I guess the system can prevent these misunderstandings by editing "Bob" into "myself" when the main author changes into Bob. It might add new paragraph breaks if needed. Or if it's too awkward to assign a paragraph to a certain author, it might have a tendency to assign it to another author or "Anonymous." It's not a big problem.

If one paragraph addresses a specific expert and asks her to reply in the next paragraph, the system might force the weighting function to allow her to author the next paragraph, even if that's not her expertise.

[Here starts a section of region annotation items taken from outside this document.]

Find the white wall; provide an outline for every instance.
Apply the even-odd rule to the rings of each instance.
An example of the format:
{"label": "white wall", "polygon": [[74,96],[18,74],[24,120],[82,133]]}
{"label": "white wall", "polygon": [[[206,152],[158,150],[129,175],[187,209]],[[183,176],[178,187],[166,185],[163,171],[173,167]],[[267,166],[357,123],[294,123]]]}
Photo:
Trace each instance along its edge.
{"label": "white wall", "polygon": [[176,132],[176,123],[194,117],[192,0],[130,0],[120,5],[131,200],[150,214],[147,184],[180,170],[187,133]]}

I think the benefits of a Self Aware Mixture of Experts is worth the costs.

Sometimes, when I'm struggling with self control, I also wish I was more self aware of which part of myself is outputting my behaviour. According to Minsky's The Society of Mind, the human brain also consists of agents. I can sorta sense that there is this one agent (or set of agents) in me which gets me to work and do what I should do, and another agent which gets me to waste time and make excuses. But I never quite notice when I transition from the work agent to the excuses agent. I notice it a bit when I switch back to the work agent, but by the the damage has been done.

PS: I only skimmed his book on Google books and didn't actually read it.

  1. ^

    I guess only top level agents in the human brain resemble MoE experts. He talks about millions of agents forming hierarchies.

Replies from: Vladimir_Nesov
comment by Vladimir_Nesov · 2024-12-30T12:53:01.980Z · LW(p) · GW(p)

Mixture of Experts AI's "experts."

Experts in MoE transformers are just smaller MLPs[1] within each of the dozens of layers, and when processing a given prompt can be thought of as instantiated on top of each of the thousands of tokens. Each of them only does a single step of computation, not big enough to implement much of anything meaningful. There are only vague associations between individual experts and any coherent concepts at all.

For example, in DeepSeek-V3, which is an MoE transformer, there are 257 experts in each of the layers 4-61[2] (so about 15K experts), and each expert consists of two 2048x7168 matrices, about 30M parameters per expert, out of the total of 671B parameters.


  1. Multilayer perceptrons, multiplication by a big matrix followed by nonlinearity followed by multiplication by another big matrix. ↩︎

  2. Section 4.2 of the report, "Hyper-Parameters". ↩︎

Replies from: Max Lee
comment by Knight Lee (Max Lee) · 2024-12-30T20:03:52.175Z · LW(p) · GW(p)

Oops you're right! Thank you so much.

I have to admit I was on the bad side of the Dunning–Kruger curve haha. I thought understood it, but actually I understood so little I didn't know what I needed to understand.